PokerStars APPT Nanjing Millions Shut Down in Dramatic Chinese Police Raid
Posted on: April 17, 2015, 10:58h.
Last updated on: April 17, 2015, 11:01h.
The PokerStars Asian Pacific Poker Tour (APPT) event, the Nanjing Millions, has been shut down following a raid earlier today by the Chinese National Police, according to Macau-based World Gaming Magazine (WGM).
The event, the first APPT event in Nanjing, has been running since Tuesday, and hoped to emulate the huge success and record fields of the APPT Beijing last year; however, the events today would appear to throw the future of poker tournaments on the Chinese mainland into doubt.
Reports are currently thin on the ground, due to restrictions on live media and bloggers on the Chinese mainland, but according to WGM, which took photos of police blocking the entrance to the venue Wutaishan Sports Center earlier today, a notice on the door reads:
“Due to the APPT Nanjing Millions tournament being suspected of illegal gambling, the police are now investigating and the event is being ceased. All related staff should go and register at the designated location and co-operate with the police for the investigation.”
Staff Can’t be Reached
“The Nanjing Millions was being run by the team from PokerStars Macau at City of Dreams,” said WGM. “[We] tried contacting several PokerStars Macau staff, including APPT President Danny McDonagh, who is in Nanjing, without success, and there is still no word on what this means for either staff or players involved. At this stage there is no word of any arrests.”
PokerStars and the APPT broke new ground when it held the first APPT event in mainland China, in Beijing, just last year. The appetite for the game on the mainland is huge, with 2,732 turning out for that event. The disrupted main event in Nanjing, meanwhile, had attracted over 2,300 players.
While gambling is illegal outside the semi-autonomous enclaves of Macau and Hong Kong, a law that is rigorously enforced and harshly punished, poker tournaments are promoted by their organizers as “mind sports.”
In 2012, the General Administration of Sport of China permitted the holding of poker tournaments in Hubei Province, which surrounds Beijing. Poker clubs in Hubei thus operate under the management of the sporting governing body.
Tolerance Dried Up
However, the government in Beijing is becoming increasingly authoritarian in its attitude to all forms of gambling. It has recently put the squeeze on Macau as part of an anti-corruption crackdown, restricting the movement of money from the mainland and warning the gambling hub to diversify its entertainment offerings.

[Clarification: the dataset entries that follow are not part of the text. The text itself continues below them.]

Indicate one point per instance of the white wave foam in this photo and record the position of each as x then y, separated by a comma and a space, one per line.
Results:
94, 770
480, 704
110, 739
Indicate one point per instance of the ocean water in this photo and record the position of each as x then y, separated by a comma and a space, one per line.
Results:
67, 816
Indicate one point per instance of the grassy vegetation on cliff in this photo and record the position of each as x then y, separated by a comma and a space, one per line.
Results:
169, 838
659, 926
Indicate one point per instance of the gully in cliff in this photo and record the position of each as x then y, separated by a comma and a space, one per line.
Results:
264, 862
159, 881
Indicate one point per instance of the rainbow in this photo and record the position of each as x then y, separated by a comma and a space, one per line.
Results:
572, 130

It seems its relative tolerance towards poker tournaments may also have dried up.
“WGM has long been concerned about live poker events in mainland China but have been reluctant to voice our concerns for fear of possibly contributing to a situation such as this,” said the magazine. “Our suspicion has always been that one of these events would be raided, especially given the current political climate in China. Now that it has happened maybe it’s time to have a genuine rethink of the whole concept of live poker tournaments in mainland China.”